Great teams can’t rely on starting pitching alone anymore. Virtually every playoff team will have a solid bullpen with a reliable closer. Teams blowing 8th and 9th inning leads are more commonplace than ever as top-notch bullpen arms are a coveted commodity. Know the ‘pens you can trust to close out a game and also those to avoid.
Certain NL teams play much better when they get the added bat of a DH in their lineup. Know which teams love — and which hate — interleague matchups.

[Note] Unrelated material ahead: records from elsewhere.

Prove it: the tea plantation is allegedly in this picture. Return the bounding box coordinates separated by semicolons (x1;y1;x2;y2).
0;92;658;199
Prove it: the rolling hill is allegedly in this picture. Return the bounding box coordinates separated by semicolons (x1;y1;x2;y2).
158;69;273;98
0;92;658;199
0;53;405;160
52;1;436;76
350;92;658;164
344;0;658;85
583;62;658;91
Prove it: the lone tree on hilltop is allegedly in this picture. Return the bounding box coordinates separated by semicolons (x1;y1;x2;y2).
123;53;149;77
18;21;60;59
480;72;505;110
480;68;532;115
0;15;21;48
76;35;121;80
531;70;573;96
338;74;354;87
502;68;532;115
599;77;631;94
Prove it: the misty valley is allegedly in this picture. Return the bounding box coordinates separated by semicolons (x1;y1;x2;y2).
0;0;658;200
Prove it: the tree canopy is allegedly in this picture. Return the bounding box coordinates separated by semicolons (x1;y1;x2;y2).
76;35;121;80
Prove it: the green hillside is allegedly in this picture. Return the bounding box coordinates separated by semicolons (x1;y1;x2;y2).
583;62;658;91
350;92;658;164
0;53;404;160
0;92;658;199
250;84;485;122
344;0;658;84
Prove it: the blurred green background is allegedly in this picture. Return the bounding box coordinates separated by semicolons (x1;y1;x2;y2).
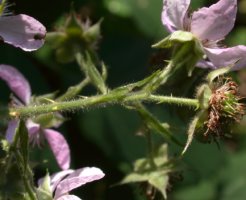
0;0;246;200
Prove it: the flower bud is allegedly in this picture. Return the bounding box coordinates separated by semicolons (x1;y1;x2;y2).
46;11;102;63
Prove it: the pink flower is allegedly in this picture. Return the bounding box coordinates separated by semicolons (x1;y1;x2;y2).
162;0;246;70
39;167;105;200
0;65;70;169
0;10;46;51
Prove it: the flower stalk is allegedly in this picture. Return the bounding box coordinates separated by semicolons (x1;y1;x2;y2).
9;90;199;118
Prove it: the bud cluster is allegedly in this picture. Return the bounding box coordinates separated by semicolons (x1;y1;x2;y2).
204;78;245;137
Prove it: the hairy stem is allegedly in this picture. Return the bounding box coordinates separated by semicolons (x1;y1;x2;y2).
9;90;199;118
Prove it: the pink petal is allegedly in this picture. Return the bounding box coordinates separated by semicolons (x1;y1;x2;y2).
0;14;46;51
191;0;237;41
196;60;216;69
38;169;74;192
55;195;81;200
43;129;70;170
5;119;19;143
204;45;246;70
55;167;104;199
0;65;31;104
26;120;40;135
161;0;190;32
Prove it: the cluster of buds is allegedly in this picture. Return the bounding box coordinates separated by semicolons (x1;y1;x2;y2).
46;11;102;63
204;78;245;140
182;66;245;154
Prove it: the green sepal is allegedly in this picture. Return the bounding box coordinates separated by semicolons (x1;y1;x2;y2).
196;84;212;109
83;19;103;43
206;65;232;86
36;173;53;200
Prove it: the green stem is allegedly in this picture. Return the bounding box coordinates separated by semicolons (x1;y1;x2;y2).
9;91;199;118
11;121;37;200
75;52;108;94
146;128;156;169
56;78;90;101
15;150;37;200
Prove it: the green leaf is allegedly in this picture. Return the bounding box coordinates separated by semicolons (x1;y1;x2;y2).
120;144;174;199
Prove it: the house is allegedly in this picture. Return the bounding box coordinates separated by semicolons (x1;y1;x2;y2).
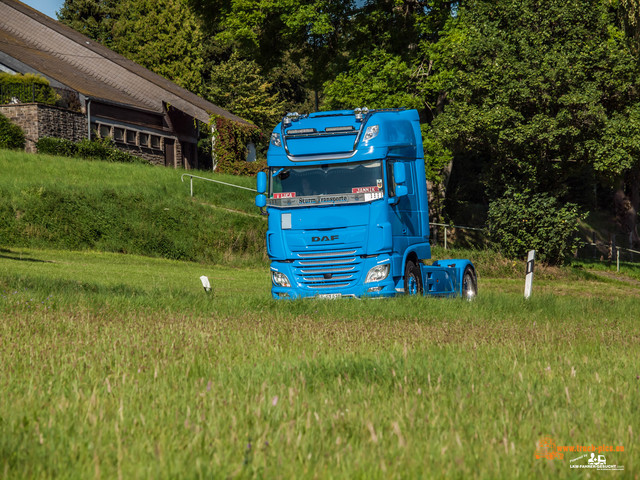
0;0;248;169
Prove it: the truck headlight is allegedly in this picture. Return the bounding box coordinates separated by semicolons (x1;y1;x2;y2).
271;272;291;287
364;263;389;283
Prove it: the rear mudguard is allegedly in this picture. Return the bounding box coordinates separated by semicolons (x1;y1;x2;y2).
420;259;475;297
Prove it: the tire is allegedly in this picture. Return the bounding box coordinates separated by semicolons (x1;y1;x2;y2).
462;265;478;301
404;260;422;295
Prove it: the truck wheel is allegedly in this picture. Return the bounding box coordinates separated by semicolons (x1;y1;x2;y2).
404;260;422;295
462;265;478;301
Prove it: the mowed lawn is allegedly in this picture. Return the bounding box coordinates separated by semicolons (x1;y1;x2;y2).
0;248;640;479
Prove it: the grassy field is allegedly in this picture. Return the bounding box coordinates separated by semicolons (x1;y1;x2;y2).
0;247;640;479
0;149;266;264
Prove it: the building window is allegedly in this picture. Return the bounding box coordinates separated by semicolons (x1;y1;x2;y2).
100;125;111;138
113;127;124;142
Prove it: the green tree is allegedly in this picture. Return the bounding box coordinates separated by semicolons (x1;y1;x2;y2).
203;54;286;131
58;0;204;93
427;0;640;227
58;0;120;47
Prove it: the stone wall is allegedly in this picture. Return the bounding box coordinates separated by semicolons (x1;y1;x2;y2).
0;103;87;153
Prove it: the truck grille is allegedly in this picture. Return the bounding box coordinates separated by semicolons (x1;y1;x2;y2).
293;251;362;290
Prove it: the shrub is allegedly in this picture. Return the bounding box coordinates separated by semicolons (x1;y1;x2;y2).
0;114;25;150
211;115;267;175
36;137;78;157
488;190;586;265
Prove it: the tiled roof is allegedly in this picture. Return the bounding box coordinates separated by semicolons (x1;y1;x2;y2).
0;0;246;123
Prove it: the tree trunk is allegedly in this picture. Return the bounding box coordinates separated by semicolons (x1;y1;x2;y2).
613;171;640;248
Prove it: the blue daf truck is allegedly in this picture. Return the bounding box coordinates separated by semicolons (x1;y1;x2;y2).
256;108;477;299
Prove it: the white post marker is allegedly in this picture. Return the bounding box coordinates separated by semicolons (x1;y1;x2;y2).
200;275;211;292
524;250;536;298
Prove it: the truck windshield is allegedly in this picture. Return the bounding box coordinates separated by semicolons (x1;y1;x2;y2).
269;160;384;206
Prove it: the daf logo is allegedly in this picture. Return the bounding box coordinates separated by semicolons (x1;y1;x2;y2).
311;235;338;242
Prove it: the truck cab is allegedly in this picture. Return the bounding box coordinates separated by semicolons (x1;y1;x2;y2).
256;109;475;298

Tired of taking Madison Bumgarner and having a winning bet ready to cash only to see the Giants’ bullpen blow it late? Consider taking a 1st 5 inning (or first half) bet, which virtually eliminates the bullpens from affecting the outcome. Your bet will be graded based on the score at the end of the 5th inning only.
Yes the Red Sox seem to win every day, but when you back them at a -300 price, you lose THREE TIMES the money on a day they happen to lose. At that price you’d have to go 3-1 with them just to break even! There are smarter ways to attack the board.
Instead of risking way too much money on a heavy favorite straight bet, consider pairing two together if you like a couple big favorites. Suddenly a -220 and a -180 favorite can be combined for a nice plus money 2-team parlay!
Max Scherzer against Cole Hamels? Forget trying to flip a coin to predict the winner. Bet the UNDER and root for both as the 0’s roll in on the scoreboard! A couple of gas cans pitching in Texas? Bet the OVER and root root root for the home… runs!
Want play the Indians with Kluber on the hill but don’t want to lay -220 and don’t see anyone to parlay with? Consider playing the RUNLINE (you give up -1.5 runs, meaning your team has to win by 2 or more) at a considerably better price than the moneyline. But be careful, there are a lot of 1-run games in baseball, especially in the National league!